Ook over het geworstel met het schrijven en zijn kritiek op het enggeestige literaire klimaat en het zieke ‘boekbedrijf’ zijn talloze citaten te vinden. Uit 1969:

De Literatuur, al ben ik er nòg aan verslingerd, begint mij zoetjesaan mijn strot uit te komen: het is een grotendeels corrupt en bezwadderd bedrijf en wie geen grote muil heeft komt er ook in dat bedrijf niet aan te pas.

Brouwers schrijft over zijn onzekerheid en wanhoop over eigen werk, over de slechte verkoopcijfers:

Ik ben de wanhoop en de verbittering zèlf.
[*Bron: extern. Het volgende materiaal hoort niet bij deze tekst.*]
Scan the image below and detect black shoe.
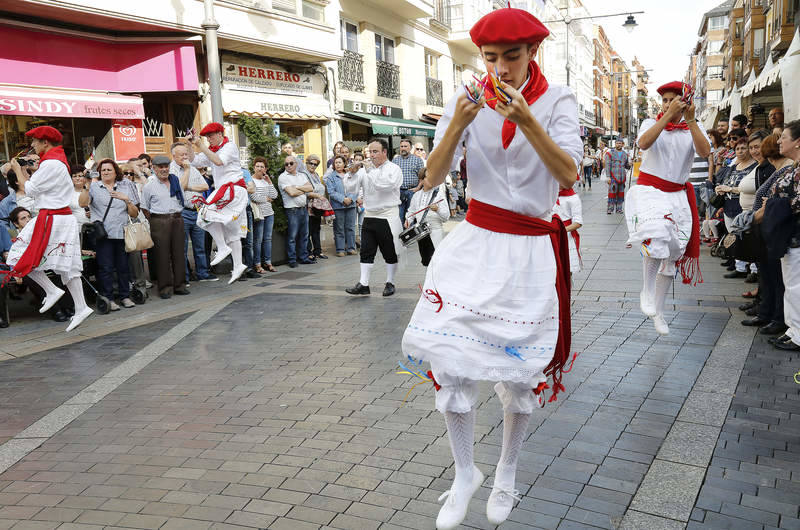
[53,309,69,322]
[742,316,769,328]
[722,270,747,278]
[773,340,800,351]
[345,282,369,294]
[758,321,789,335]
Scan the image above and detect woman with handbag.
[250,156,278,274]
[78,158,139,311]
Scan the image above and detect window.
[375,33,394,64]
[425,50,439,79]
[339,19,358,53]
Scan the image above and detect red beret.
[25,125,64,144]
[469,7,550,48]
[200,121,225,136]
[656,81,692,96]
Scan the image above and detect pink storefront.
[0,25,199,163]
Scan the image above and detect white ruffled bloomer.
[403,218,559,412]
[6,215,83,280]
[625,185,692,276]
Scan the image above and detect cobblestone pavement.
[0,186,800,529]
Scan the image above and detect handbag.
[400,186,439,247]
[124,218,153,252]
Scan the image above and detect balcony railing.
[339,50,364,92]
[378,61,400,99]
[425,77,444,107]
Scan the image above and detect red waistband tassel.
[466,199,572,401]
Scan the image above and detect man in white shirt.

Al mijn mooigemaakte, diepdoordachte, met lofgetetter en prijzen bedachte meestergeschriften liggen in de ramsj.

Er staan passages in het boek over zijn kostschoolverleden, het gedoe met vrouwen en de worsteling met alcohol (‘Ik ben een beetje aan de kruik.’) En over zijn weemoedigheid:

Beste Geert, ik ben erg blij met je brieven. Na lange tijd weer en juist nu zijn ze me zeer welkom: ik ben eenzaam en nerveus, bij tijden weet ik me geen raad, er is veel dat me dwarszit en ik bloed uit vele wonden.

Maar al zijn onderwerpen en thema’s monden uiteindelijk uit in zijn onvoorwaardelijke, eerlijke en compromisloze toewijding aan de literatuur. Briefwisseling 1968 – 1986 zal wellicht geen nieuwe lezers bereiken, maar voor zij die reeds bewondering hebben voor Brouwers, zal het lezen van dit wondermooie boek een feestelijke gebeurtenis zijn.

Kris Velter

Jeroen Brouwers & Geert van Oorschot – Briefwisseling 1968 – 1986. Atlas Contact, Amsterdam. 576 blz. € 45,00.